Examples of some of the amazing frames of "A Very Long Engagement," some courtesy of Evan Richards and his wonderful blog
"Cinematography, Etc."


A make-shift field hospital set in a dirigible hangar is engulfed in flames when a bomb sets off the contained hydrogen.

A sinister night meeting is made even more so in Jeuneut's composition--as the one must come down to the other's level.

Going a long way for a visual pun-a farmer is met by gendarmes to join the war-effort, and the wind from their car sweeps aside the tall grass leading to their wagon. "Draft," indeed.

Jeuneut makes incredible use of depth-of-field here, as Mathilde seeks out the wife of one of the condemned in a market-place (Yes, that is Jodie Foster, whose french is impeccable)

A Luhrmann-esque "post-card" shot told in lettered flash-back.

A CGI recreation of WWI-period Nice, France. Quite Nice, in fact

The crippled Mathilde must stand on her rickety wheelchair to reach for war records.

"MMM"--the initials "Manech's marrying Mathilde" --is a constant icon throughout the film. Here, Jeuneut cranes up from the carved initials to Mathilde's obvious bliss. The shot will continue further up to include an albatross-symbol of tenacity.

The young Mathilde fantasizes that her new boy-friend will save her from falling from the lighthouse. The next scene will have them embracing as they gaze from the light in a mock-Hollywood shot.

Jeuneut makes the stair-way leading to the light-house lamp a "golden spiral.

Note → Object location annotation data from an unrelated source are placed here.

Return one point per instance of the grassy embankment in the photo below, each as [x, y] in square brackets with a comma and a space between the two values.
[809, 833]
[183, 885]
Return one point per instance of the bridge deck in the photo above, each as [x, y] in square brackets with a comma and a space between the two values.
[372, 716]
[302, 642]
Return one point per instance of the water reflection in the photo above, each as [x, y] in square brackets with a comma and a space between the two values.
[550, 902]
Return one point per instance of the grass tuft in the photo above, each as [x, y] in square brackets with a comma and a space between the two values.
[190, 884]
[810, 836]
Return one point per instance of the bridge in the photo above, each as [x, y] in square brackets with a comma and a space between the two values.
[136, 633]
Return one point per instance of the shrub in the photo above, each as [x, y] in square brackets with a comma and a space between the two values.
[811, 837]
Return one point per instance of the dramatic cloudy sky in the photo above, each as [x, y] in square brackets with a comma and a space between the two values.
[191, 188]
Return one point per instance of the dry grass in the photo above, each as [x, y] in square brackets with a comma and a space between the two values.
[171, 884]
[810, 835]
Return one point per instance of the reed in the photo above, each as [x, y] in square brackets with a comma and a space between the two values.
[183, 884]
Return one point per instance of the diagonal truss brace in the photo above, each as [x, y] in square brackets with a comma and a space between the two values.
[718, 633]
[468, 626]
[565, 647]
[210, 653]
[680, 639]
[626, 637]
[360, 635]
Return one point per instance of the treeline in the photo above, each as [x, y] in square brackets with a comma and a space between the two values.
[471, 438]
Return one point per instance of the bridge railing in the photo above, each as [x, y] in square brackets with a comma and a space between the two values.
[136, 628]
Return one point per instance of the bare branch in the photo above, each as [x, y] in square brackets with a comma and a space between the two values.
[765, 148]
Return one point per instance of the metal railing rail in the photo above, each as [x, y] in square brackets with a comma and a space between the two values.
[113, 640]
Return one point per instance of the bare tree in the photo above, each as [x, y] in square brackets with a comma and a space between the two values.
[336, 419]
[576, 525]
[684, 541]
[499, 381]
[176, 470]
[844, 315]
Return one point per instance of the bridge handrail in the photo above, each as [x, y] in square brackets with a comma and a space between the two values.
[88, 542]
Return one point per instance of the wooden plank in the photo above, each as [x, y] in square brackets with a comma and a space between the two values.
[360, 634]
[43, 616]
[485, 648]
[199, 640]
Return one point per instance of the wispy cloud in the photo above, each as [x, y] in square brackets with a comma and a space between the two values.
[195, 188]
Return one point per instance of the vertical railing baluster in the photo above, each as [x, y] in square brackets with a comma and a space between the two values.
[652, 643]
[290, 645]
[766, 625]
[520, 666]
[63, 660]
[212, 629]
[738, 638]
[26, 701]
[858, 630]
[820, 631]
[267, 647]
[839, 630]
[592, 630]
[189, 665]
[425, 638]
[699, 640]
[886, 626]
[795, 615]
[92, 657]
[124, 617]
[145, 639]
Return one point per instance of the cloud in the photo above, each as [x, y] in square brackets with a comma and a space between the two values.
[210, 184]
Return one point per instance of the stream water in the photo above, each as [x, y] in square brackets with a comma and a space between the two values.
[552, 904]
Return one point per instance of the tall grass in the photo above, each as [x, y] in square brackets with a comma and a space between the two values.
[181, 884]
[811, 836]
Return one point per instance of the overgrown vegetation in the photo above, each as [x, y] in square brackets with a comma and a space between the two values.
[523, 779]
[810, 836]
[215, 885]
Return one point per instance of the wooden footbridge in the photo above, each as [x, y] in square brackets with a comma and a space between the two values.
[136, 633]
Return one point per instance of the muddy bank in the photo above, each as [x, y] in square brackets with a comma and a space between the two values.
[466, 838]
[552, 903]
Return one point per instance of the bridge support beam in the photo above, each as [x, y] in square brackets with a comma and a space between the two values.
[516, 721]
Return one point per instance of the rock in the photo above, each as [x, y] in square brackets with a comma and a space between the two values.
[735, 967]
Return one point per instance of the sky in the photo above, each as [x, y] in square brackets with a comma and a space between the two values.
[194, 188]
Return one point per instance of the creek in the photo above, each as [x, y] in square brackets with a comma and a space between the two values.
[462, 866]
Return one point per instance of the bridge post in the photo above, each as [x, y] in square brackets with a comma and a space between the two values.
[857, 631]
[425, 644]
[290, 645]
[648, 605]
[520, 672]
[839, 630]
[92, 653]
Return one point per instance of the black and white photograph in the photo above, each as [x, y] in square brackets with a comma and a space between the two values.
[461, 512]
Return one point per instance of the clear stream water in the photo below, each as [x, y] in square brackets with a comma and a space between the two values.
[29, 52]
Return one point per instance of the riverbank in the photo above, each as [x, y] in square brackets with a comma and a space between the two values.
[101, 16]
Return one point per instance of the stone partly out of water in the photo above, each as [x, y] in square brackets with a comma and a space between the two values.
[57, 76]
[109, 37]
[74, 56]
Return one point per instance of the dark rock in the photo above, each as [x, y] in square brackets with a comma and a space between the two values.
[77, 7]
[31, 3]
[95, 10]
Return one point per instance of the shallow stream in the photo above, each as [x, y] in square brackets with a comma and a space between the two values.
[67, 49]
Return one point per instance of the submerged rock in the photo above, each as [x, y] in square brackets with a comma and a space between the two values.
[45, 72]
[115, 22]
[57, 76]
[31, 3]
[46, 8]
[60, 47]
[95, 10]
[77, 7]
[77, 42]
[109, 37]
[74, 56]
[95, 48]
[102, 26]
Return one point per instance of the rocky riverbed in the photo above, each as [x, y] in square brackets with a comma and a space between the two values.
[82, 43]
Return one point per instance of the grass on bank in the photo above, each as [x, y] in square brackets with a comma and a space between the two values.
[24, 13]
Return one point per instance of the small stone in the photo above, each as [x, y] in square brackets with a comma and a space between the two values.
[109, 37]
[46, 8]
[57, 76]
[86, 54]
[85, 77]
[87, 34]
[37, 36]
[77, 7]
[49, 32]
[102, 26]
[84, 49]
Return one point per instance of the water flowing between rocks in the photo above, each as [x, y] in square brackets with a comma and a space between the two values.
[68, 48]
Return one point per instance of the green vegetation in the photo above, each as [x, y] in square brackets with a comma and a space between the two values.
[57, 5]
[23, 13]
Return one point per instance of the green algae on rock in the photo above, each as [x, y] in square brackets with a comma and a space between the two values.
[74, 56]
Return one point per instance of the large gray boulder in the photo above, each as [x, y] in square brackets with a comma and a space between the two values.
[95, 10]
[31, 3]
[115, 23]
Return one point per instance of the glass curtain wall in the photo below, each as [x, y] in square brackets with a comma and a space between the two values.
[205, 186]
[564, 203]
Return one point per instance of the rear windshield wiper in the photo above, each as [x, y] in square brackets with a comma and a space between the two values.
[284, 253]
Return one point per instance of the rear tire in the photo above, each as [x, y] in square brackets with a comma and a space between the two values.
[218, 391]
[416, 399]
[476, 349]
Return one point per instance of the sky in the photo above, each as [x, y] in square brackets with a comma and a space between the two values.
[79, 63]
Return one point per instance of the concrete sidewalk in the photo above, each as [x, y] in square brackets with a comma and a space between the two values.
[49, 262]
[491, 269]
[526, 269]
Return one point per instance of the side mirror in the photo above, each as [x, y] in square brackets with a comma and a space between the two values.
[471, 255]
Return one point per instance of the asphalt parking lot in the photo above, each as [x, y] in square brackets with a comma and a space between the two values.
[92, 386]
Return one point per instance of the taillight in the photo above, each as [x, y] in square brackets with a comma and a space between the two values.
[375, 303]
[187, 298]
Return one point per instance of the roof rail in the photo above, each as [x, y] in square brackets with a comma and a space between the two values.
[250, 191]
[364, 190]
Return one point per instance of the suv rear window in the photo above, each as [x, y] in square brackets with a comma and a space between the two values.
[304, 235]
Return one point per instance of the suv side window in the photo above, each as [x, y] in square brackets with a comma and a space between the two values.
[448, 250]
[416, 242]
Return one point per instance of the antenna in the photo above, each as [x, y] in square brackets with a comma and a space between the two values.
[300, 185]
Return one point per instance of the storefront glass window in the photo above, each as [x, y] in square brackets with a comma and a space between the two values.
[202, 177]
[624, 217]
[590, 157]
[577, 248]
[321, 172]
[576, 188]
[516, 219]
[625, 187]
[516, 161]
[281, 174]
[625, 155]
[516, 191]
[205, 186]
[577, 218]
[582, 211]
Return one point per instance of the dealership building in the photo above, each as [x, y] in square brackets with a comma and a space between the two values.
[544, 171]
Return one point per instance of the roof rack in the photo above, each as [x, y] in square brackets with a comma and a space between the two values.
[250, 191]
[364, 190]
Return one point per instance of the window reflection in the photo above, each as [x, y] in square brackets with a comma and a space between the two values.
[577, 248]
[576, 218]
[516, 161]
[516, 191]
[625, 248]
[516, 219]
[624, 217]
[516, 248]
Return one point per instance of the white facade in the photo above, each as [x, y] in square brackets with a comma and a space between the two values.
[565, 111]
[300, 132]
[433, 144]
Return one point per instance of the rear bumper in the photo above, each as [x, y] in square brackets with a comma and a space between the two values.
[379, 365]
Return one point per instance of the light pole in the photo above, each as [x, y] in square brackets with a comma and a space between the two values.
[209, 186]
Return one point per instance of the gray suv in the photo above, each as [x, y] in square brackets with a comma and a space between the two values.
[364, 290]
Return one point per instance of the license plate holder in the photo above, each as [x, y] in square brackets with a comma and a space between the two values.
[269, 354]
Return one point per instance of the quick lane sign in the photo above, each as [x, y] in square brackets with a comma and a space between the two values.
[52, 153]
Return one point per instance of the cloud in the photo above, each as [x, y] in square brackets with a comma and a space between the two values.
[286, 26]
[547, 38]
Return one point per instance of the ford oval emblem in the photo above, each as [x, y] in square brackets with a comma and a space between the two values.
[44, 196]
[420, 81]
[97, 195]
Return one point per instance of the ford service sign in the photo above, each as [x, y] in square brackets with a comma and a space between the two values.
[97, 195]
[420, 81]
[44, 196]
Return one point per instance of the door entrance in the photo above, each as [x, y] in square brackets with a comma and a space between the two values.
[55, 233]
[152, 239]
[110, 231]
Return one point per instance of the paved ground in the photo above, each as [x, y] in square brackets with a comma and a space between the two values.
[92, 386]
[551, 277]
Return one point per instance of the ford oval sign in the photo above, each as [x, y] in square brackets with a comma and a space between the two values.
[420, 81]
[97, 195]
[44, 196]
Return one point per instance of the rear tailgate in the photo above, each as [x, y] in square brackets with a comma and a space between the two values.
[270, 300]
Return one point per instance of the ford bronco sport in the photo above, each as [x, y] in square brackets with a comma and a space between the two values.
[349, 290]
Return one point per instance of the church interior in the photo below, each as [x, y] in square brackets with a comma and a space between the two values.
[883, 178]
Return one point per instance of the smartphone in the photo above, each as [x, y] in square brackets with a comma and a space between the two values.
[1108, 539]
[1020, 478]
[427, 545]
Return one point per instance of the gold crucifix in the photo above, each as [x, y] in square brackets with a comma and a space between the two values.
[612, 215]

From the impossibly soaring crane-move preceding it, it's obviously a set, but the breathtaking sun-set looks quite real, even if it is computer-enhanced.

Jeuneut makes Mathilde's family's home warm and earthy by accentuating the color palette of the scene.

The Fog of War--Jeuneut drains the color out of a stark battlefield to shades of gray.

A hospital is drained to a sepia tint, not unlike the jaundiced color of old medicine bottles.

The lighthouse stirs to life


Ultimately, it is such a polyglot of a movie that one can't help feel it might split any potential audience. Those wanting a purely romantic film will be put off by the war scenes and the occasional blunt sexuality, as well as the prolonged sense of hopelessness the film radiates. Those interested in the mystery aspect will be frustrated by the lack of momentum in the progress of acquiring facts and the diverging stories leading to blind alleys. What spurred me on was seeing the amazing scenes like the preceding ones, and seeing a new one around every splice.

It's an amazing film, if not everyone's cup of tea.

* It occurs to me that in the unlikely event Steven Spielberg ever wants to hand over the reins of the "Indiana Jones" films to another director Jeunet would be the perfect choice.